Overall error free seconds distribution

The plot below shows the distribution of error free seconds / month measured between SLAC, FNAL, CMU and CERN outage frequency for the data for all pairs added together for November 1998 thru July 1999. It includes data from about 284 million probes or 142 million seconds. The table of numbers in the plot indicate the median error free seconds, the 25 and 75 percentiles and the inter quartile range (IQR). The magenta line indicates the cumulative frequency.

Monthly error free seconds by site pair and by month

The plot below shows the percentage of errored seconds per month per site pair from November 1998 thru July 1999.

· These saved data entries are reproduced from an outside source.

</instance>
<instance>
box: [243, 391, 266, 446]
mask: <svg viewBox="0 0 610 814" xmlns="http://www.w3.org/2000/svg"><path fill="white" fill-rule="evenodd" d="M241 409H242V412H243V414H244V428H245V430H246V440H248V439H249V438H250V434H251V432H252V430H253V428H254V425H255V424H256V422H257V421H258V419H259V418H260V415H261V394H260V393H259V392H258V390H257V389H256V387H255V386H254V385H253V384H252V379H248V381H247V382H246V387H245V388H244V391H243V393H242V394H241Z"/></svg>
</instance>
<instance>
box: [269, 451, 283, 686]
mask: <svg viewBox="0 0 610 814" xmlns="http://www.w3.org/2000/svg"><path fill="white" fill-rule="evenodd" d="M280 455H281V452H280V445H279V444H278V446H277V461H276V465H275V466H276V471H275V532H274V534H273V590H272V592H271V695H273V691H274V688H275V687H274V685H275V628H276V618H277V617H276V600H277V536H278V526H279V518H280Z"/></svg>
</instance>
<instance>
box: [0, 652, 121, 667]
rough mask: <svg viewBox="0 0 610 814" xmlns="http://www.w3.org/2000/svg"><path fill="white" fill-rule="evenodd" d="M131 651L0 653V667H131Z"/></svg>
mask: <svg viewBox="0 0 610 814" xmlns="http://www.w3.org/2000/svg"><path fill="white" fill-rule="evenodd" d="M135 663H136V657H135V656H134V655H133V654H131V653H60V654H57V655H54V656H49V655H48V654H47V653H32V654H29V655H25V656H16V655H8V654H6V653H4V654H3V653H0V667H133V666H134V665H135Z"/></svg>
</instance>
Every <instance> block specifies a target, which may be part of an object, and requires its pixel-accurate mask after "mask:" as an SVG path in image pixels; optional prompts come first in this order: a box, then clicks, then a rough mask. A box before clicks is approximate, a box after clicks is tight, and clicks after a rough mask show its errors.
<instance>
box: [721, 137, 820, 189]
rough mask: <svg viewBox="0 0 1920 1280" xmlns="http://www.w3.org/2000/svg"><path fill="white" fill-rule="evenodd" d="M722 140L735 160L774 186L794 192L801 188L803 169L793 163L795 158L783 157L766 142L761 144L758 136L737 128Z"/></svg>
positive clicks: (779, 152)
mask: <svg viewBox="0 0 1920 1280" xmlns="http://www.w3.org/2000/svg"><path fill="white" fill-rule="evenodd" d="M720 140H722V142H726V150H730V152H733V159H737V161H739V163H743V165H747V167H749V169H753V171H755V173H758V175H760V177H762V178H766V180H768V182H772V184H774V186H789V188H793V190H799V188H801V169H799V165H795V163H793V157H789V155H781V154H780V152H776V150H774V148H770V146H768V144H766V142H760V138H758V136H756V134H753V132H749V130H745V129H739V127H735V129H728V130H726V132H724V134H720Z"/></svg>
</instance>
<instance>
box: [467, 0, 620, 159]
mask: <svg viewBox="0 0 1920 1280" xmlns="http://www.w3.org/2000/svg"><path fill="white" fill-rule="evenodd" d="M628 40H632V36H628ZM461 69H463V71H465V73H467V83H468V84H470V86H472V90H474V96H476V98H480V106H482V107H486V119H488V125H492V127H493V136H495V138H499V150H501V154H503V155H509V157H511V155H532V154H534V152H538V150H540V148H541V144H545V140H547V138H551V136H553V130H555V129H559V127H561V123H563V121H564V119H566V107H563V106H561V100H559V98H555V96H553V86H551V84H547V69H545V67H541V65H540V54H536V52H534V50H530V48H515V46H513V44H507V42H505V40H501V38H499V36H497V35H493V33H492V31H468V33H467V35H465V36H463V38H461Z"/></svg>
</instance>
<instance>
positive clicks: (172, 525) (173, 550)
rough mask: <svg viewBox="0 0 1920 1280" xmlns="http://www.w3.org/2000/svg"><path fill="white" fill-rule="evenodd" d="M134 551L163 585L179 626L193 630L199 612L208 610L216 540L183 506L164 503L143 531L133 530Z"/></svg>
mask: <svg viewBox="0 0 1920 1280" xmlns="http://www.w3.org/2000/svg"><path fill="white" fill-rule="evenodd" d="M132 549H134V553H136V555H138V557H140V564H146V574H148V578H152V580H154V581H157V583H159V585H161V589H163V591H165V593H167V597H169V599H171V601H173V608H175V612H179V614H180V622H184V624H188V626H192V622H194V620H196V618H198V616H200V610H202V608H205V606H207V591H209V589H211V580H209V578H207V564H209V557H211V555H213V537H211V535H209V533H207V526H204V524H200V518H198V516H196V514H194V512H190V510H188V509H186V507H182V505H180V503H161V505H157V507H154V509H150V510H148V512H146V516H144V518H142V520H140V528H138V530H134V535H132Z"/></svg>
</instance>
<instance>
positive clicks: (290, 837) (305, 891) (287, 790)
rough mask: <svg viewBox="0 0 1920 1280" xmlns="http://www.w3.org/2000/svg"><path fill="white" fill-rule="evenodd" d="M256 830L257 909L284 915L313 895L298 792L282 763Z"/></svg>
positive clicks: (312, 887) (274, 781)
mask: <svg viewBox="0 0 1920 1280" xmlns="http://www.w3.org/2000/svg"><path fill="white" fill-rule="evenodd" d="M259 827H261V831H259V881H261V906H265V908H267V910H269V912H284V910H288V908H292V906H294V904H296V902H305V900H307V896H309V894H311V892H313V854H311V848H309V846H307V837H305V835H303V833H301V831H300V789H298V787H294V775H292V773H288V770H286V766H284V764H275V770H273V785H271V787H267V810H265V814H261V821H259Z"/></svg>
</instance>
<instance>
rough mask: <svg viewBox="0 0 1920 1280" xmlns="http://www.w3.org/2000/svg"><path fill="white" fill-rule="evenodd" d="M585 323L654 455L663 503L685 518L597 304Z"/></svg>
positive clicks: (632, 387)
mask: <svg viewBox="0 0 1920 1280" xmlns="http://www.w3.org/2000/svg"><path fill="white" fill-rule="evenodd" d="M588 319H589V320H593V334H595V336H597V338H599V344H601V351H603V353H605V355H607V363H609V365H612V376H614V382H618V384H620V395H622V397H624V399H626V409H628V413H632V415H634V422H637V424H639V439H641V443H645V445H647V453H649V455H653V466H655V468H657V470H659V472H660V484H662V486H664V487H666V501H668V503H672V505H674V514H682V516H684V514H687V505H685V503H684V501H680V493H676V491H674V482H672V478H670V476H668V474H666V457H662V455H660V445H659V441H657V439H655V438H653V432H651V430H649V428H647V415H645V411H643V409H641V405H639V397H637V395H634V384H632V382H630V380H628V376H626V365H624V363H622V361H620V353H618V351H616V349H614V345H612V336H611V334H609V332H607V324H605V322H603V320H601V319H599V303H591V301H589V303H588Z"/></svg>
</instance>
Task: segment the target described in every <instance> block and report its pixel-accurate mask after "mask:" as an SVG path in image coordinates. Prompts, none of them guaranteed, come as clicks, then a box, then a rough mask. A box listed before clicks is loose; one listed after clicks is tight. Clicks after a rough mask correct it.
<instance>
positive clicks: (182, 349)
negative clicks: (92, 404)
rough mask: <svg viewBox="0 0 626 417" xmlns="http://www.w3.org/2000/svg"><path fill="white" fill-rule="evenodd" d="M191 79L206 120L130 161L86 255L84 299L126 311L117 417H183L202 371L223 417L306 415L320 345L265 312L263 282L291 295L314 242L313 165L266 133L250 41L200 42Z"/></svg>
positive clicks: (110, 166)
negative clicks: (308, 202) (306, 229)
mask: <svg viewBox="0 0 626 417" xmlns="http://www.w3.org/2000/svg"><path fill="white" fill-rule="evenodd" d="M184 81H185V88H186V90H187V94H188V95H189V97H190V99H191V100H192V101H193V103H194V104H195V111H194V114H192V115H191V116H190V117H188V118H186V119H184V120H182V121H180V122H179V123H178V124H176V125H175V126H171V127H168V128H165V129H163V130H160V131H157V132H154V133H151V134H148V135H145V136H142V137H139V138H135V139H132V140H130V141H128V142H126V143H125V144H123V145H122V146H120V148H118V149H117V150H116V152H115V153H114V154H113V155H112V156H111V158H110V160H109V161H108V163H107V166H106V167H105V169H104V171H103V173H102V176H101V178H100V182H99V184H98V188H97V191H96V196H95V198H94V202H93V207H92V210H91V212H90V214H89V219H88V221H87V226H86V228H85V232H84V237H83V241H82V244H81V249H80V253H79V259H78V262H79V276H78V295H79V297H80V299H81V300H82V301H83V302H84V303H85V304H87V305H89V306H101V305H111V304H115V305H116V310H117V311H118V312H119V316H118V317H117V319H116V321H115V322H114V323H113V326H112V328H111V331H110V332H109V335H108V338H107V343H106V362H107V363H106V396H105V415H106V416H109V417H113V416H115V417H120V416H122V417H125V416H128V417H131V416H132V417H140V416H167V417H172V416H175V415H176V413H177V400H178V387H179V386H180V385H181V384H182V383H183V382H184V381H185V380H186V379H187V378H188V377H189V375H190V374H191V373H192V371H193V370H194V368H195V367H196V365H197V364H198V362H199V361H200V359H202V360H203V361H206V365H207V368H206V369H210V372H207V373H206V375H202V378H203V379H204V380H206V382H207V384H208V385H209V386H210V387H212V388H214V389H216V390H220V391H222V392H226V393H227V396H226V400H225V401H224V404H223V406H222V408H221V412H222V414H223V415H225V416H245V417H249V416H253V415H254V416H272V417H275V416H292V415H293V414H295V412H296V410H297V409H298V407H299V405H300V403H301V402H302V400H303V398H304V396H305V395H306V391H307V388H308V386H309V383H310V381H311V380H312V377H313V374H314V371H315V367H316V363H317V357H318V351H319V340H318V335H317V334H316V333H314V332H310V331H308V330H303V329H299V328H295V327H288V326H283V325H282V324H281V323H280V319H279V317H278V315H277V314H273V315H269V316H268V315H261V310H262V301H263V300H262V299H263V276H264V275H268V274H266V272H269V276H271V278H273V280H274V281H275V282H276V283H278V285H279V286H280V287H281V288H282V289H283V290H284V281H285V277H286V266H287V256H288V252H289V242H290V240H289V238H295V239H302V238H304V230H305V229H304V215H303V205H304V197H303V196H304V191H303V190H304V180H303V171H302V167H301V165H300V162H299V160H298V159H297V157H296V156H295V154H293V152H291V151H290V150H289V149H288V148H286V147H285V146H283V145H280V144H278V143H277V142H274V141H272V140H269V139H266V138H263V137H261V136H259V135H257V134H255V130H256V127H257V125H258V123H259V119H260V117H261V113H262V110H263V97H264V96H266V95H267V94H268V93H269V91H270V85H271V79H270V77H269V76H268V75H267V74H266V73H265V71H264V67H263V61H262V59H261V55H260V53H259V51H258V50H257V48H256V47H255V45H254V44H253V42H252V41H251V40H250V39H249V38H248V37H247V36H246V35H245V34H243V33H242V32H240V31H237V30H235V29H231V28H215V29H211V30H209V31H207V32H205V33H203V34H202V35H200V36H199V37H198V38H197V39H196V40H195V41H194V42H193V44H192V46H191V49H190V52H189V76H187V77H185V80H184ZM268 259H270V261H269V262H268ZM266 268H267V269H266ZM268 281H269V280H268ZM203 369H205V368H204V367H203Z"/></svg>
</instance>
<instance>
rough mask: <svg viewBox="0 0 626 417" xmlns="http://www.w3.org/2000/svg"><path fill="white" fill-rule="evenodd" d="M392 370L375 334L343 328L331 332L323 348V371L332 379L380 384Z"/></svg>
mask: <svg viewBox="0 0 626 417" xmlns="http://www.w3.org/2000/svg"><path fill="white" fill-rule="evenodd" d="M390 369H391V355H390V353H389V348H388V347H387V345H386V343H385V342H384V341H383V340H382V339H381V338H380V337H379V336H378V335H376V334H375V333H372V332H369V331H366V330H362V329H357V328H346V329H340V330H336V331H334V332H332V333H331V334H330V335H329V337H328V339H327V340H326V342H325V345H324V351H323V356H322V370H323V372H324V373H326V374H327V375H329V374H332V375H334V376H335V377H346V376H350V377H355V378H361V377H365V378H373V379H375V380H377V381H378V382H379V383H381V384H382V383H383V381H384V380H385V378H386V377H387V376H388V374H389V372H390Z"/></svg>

Comparison of Errored seconds and packet loss

The PingER analysis of Surveyor data reports on packet loss rather than errored seconds, so it is useful to understand how well the two metrics compare with one another. We therefore calculated both the % errored seconds per month for each pair and the % packet loss per month for each pair. We then scatter plotted the points with the x coordinate given by monthly % errored seconds and y coordinate by % packet loss as shown below.

In the above plot, the points are fitted to a straight line (black line) and a power series (red line). The parameters of the fits are also shown together with the R2 which indicates there is a strong correlation (R2 > 0.6).